Rousseau est un grand écrivain, il a ce génie de vous raconter une histoire, somme toute banale, et de visiter les grands mythes de l’Humanité en même temps (comme le font la Bible ou l’Odyssée). Et il le fait dans une langue de toute beauté qui porte en elle à la fois le romantisme, le symbolisme et l’impressionnisme. Il devance Freud, Proust et Bergson. N’oublions pas que tout cela se passe sous l’Ancien Régime, et que l’on s’apprête à écarteler Damiens et à décapiter le Chevalier de la Barre parce qu’il ne s’est pas découvert devant une procession religieuse.

2. Depuis 30 ans, vous créez des spectacles qui ne sont ni des lectures ni des mises en scène. Quel effet recherchez-vous en mettant en voix comme vous le faites de grands textes littéraires ?

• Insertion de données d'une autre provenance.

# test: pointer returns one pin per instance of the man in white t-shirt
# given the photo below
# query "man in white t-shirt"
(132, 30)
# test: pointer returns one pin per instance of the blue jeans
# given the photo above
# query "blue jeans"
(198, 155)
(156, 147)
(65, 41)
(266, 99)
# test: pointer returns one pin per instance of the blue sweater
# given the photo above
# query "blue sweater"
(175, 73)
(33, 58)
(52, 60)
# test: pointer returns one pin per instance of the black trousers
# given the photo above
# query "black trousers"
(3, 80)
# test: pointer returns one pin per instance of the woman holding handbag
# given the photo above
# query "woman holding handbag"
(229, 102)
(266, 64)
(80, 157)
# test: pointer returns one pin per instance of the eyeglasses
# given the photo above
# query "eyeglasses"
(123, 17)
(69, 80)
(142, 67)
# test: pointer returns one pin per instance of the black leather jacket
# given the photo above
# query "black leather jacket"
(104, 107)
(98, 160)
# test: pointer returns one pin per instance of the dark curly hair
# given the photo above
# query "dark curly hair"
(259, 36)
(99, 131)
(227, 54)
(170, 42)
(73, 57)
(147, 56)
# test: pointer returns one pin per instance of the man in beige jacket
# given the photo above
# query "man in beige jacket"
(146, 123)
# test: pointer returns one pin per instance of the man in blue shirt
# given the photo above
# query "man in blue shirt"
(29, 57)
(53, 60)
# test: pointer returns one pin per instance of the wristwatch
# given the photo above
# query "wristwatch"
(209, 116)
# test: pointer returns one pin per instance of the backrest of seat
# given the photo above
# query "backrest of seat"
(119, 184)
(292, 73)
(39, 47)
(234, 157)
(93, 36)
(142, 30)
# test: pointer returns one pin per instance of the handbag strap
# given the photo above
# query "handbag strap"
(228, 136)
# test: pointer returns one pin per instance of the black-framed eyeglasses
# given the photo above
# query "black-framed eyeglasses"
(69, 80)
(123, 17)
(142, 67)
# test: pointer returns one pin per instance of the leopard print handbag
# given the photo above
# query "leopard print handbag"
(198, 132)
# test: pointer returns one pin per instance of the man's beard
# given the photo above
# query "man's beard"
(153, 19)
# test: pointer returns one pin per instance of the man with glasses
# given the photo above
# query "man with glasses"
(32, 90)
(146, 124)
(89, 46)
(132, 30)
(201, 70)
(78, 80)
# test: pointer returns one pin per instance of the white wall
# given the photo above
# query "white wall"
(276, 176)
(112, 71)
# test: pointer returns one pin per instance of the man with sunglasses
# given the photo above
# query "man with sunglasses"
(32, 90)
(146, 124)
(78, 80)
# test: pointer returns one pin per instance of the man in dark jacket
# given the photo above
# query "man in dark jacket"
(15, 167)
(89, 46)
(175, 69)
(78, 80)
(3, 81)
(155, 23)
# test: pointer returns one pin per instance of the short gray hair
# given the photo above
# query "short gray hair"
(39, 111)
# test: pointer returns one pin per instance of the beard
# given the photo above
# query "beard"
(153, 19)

Je crois que je suis sur le chemin de l’émergence d’un art, avec ses canons, ses critères, sa discipline, comme tous les arts en possèdent. L’avenir de la transmission du patrimoine littéraire passe par cet art. « Rien ne demeurera sans être proféré », a dit Mallarmé. Nous sommes actuellement et de manière confuse à sa recherche, car ses critères ne sont pas encore arrêtés (dans le sens où Malherbe, Boileau, Breton l’ont fait pour leur discipline). L’effet recherché est celui d’une vérité. Je cherche à retrouver la respiration dans laquelle l’œuvre fut écrite parce que, qui a le Souffle a l’Esprit. Si un spectacle n’est pas à même de transporter le public dans un ailleurs, et un ailleurs qui est le pays de l’art, c’est-à-dire de permettre à chacun de le trouver en soi à travers moi, c’est raté.

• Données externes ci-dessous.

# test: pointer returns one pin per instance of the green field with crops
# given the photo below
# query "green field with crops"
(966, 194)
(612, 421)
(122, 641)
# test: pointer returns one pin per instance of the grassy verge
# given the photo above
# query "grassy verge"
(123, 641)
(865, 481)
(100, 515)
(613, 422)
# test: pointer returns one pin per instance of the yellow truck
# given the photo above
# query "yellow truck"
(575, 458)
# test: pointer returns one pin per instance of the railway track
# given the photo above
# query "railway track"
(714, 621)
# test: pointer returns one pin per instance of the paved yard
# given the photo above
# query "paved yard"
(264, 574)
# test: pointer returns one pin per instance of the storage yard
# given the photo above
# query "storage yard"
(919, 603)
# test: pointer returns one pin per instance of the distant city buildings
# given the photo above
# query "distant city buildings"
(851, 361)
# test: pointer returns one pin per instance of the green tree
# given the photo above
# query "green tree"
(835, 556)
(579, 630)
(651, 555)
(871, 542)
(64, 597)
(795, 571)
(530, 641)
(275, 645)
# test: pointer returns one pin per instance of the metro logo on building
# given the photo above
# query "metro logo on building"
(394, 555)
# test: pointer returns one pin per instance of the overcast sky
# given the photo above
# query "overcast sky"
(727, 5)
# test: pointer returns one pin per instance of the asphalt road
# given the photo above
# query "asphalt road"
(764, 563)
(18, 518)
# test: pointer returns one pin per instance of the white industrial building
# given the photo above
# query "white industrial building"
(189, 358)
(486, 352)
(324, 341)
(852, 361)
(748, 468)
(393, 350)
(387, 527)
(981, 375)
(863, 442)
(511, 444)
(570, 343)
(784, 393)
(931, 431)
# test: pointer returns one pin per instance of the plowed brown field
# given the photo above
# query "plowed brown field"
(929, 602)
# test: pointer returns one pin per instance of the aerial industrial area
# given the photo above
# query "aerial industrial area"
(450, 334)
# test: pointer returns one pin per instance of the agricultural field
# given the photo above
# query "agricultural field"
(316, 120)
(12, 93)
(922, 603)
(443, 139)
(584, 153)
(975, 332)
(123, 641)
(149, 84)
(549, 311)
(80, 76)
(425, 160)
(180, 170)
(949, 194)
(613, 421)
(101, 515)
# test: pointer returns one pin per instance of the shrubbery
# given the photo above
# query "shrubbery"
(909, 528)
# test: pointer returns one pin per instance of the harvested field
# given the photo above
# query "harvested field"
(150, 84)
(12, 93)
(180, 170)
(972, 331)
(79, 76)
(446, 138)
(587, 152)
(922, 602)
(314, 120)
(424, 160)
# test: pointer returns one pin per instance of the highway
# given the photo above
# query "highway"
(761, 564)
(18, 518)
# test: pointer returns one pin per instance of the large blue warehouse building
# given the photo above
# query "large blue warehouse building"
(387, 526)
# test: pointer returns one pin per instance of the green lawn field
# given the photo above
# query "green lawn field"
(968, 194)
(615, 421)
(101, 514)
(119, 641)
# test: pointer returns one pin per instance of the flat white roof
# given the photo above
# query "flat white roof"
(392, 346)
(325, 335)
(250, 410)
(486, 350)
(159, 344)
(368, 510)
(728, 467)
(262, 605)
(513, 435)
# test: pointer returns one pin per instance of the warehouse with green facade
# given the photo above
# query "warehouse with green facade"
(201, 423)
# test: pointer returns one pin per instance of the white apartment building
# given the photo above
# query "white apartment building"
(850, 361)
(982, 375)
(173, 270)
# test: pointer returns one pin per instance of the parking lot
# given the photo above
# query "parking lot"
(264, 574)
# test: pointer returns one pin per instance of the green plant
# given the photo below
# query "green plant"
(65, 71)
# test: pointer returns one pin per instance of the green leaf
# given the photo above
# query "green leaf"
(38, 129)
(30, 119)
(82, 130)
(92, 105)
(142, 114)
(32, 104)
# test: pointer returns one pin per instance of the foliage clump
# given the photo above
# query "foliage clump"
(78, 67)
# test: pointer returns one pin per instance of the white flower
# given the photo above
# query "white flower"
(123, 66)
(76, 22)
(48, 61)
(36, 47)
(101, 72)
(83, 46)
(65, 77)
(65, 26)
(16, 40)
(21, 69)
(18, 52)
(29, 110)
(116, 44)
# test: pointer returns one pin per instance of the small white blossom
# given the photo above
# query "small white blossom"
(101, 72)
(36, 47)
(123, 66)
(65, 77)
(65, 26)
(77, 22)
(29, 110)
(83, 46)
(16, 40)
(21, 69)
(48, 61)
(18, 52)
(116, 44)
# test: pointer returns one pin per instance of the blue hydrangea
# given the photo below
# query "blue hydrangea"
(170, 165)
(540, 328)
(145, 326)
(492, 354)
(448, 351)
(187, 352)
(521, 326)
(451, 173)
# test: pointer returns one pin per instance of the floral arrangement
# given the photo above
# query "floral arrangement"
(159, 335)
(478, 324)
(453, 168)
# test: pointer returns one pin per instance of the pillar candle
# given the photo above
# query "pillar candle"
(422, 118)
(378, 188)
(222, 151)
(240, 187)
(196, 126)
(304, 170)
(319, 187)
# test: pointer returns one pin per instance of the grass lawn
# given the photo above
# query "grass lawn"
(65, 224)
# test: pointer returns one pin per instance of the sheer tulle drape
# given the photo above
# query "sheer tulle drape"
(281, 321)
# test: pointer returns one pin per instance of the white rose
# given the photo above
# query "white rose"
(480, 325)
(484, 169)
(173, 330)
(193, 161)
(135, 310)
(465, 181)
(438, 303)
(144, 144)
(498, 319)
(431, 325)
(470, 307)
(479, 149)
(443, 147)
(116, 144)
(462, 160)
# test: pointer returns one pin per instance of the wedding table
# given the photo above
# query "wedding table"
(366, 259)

3. Et pouvez-vous nous révéler les secrets de votre travail ? Comment passez-vous des mots silencieux sur la page à la composition presque musicale que vous offrez aux spectateurs ?

C’est un processus qui ne diffère pas de celui de la création d’un personnage de théâtre, même si l’approche est différente. Il faut vaincre et très vite les doutes sur la mémoire (même après 30 années, c’est impressionnant, 50 pages devant ses yeux, lorsque l’on se dit qu’il va falloir mémoriser tout cela), et se lancer dans le vide pour le reste. Tant qu’une œuvre n’est pas créée sur scène, je ne sais pas ce qu’elle va donner, je me lance pour des mois de travail et n’ai que mon intuition pour me dire que cela va aboutir. Il en est ainsi depuis le Voyage au bout de la nuit créé sur scène en 1981 à Columbia University à New York, et où j’ai réellement eu des vertiges parce que c’était la première fois. À présent j’ai mis au point une méthode qui privilégie la lecture avant tout, lire chaque jour, à haute voix, pendant 50 jours, avant de commencer à apprendre et à répéter, et ne jamais cesser de le faire, même si je dois récidiver 150 fois (c’est beaucoup, 150 fois le même texte). Il faut aussi faire confiance au temps et répéter, texte assimilé, assidûment tous les jours, ne pas compter. Il y a à côté tout le travail technique sur le style, l’articulation, les liaisons : les sons qui définissent l’imparfait et le passé simple, par exemple, ne sont pas les mêmes. Petit à petit, comme un fœtus se développe jusqu’à devenir un système vivant et respirant, le corps de l’œuvre se dessine en volume et commence à bouger. Un tempérament d’artiste a toujours un ange gardien qui ne l’est pas moins, et qui le guide et œuvre pour lui, à la condition de lui donner de l’ouvrage par une recherche acharnée. Je suppose qu’il en est ainsi des instrumentistes. L’œuvre est là, quelque part, et il faut la révéler, et elle ne touche à sa finition qu’après une longue série de représentations devant le public.
« Je forme une entreprise qui n’eut jamais d’exemple et dont l’exécution n’aura point d’imitateur. Je veux montrer à mes semblables un homme dans toute la vérité de la nature ; et cet homme, ce sera moi ». Tels sont les célèbres premiers mots, orgueilleux mais fondés, des Confessions de Jean-Jacques Rousseau dont Éric Chartier interprétera de substantiels extraits le 29 mai au théâtre intercommunal.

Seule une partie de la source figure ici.